Peque, ahora mismo, debe estar recordando aquellos viejos tiempos, entretenidos y sacrificados. Representan el prólogo de hoy, cuando acaba de alcanzar su primera final de un torneo ATP 500, uno de los certámenes más prestigiosos del circuito. La victoria por 7-5 y 6-2, en una hora y 16 minutos, contra el chileno Nicolás Jarry -un gigante de 1,98m y 22 años, agresivo y perseverante- tiene una triple recompensa: es el rival más peligroso de la próxima serie de la Copa Davis de la Zona Americana, puede lograr este domingo su segundo título ATP y hasta podría ser número 18 del mundo. Su rival, desde las 17 de nuestro país (ESPN Play) será el español Fernando Verdasco, un guerrero de la experiencia, que en la semifinal posterior derrotó al irreverente italiano Fabio Fognini por 6-1 y 7-5.

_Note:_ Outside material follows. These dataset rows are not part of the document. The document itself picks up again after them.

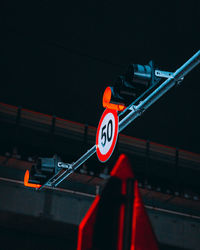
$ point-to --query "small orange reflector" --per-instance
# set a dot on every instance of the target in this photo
(27, 184)
(107, 98)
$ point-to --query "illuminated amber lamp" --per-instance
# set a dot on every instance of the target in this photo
(27, 184)
(107, 103)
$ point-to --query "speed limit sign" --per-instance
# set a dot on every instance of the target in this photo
(107, 133)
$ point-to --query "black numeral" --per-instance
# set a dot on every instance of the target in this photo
(107, 136)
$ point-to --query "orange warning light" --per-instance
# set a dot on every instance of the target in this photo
(27, 184)
(107, 95)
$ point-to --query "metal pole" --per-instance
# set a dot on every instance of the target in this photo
(75, 165)
(146, 103)
(160, 91)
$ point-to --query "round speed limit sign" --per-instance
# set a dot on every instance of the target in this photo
(107, 133)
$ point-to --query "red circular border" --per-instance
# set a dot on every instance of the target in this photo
(101, 157)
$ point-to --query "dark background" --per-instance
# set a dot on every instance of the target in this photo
(57, 57)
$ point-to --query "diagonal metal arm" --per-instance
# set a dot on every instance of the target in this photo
(137, 111)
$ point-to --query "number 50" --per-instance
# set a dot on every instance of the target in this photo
(106, 134)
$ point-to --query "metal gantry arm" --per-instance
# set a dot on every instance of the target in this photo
(136, 110)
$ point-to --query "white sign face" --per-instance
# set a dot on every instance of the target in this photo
(107, 133)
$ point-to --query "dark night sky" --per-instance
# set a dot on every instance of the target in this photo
(57, 57)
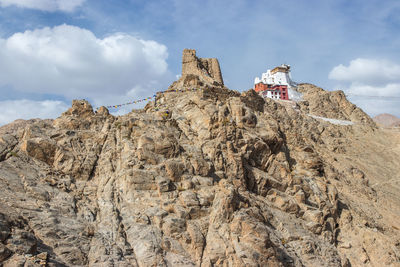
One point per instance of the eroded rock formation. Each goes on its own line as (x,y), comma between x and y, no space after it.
(198,72)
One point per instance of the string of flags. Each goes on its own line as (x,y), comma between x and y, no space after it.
(150,97)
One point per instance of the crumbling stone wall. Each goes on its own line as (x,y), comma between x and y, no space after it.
(198,71)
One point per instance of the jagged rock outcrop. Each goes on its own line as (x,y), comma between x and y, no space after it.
(226,179)
(198,72)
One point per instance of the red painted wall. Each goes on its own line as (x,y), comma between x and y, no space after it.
(283,91)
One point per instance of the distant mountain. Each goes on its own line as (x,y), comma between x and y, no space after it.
(387,120)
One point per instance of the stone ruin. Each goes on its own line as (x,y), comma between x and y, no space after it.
(198,72)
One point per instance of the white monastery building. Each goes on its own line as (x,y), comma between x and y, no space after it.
(277,84)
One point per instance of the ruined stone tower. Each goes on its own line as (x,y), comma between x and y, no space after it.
(197,72)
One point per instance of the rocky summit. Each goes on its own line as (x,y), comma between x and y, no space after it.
(202,176)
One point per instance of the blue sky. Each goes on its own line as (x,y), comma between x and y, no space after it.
(110,52)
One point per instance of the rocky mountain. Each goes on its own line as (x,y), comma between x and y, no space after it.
(205,177)
(387,120)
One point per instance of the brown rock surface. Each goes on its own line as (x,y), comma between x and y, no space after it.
(228,179)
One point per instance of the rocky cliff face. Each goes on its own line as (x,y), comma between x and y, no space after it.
(198,72)
(221,179)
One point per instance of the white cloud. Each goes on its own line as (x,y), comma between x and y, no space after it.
(28,109)
(45,5)
(373,85)
(367,71)
(74,63)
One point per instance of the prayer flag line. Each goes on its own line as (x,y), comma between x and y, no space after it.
(150,97)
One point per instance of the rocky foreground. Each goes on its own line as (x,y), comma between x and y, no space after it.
(222,179)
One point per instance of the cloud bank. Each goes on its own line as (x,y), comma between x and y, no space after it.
(74,63)
(373,84)
(28,109)
(44,5)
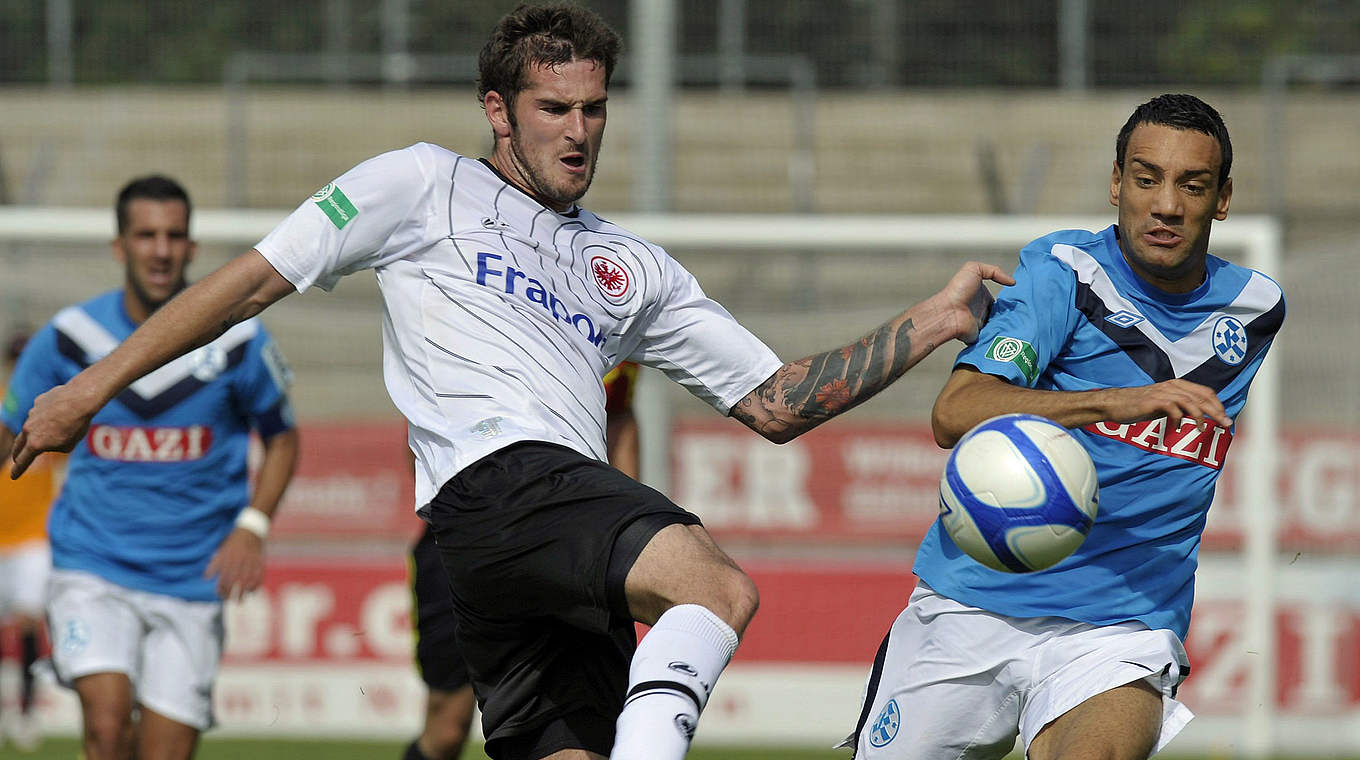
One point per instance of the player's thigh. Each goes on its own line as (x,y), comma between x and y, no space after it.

Ya no es un pibe y sus padres ya no recorren los clubes para costear su aventura. Es una realidad, lanzada al espacio: también le hace partido a los grandes del circuito. No tiene miedos: su faena -apenas hubo equivalencias durante el primer tramo del encuentro- acaba con una sonrisa noble, los brazos levantados y hasta la devolución más importante: los brasileños lo recompensaron con aplausos. Se sintió local, todo un símbolo en épocas de grietas. Peque no dejó apariencias: mano a mano contra el crédito chileno más audaz, se burló de las diferencias físicas y se impuso en todos los aspectos del juego, también en el psicológico. Desprovisto de las desventuras de verlo 28 centímetros desde abajo. El tenis, por fortuna, no se juega exclusivamente en las alturas.

El 6 y el 7 de abril próximos, en San Juan, seguramente volverán a encontrarse. Schwartzman tomó nota del desafío, más allá de que sufrió como nadie el tropiezo a la Zona Americana. Su crecimiento es tan vertiginoso que no tiene espacio para la negatividad de algunas historias del pasado. Peque, ahora, luego de un brillo recortado en su paso por Buenos Aires, aguarda el gran golpe final. Tiene un título, Estambul 2016. Suma dos finales, en Amberes 2016 y 2017. Ahora, pretende el lauro más grande. Hace tiempo que dejó de ser una promesa: juega y gana con la clase de un top 20, ya instalado entre los más audaces.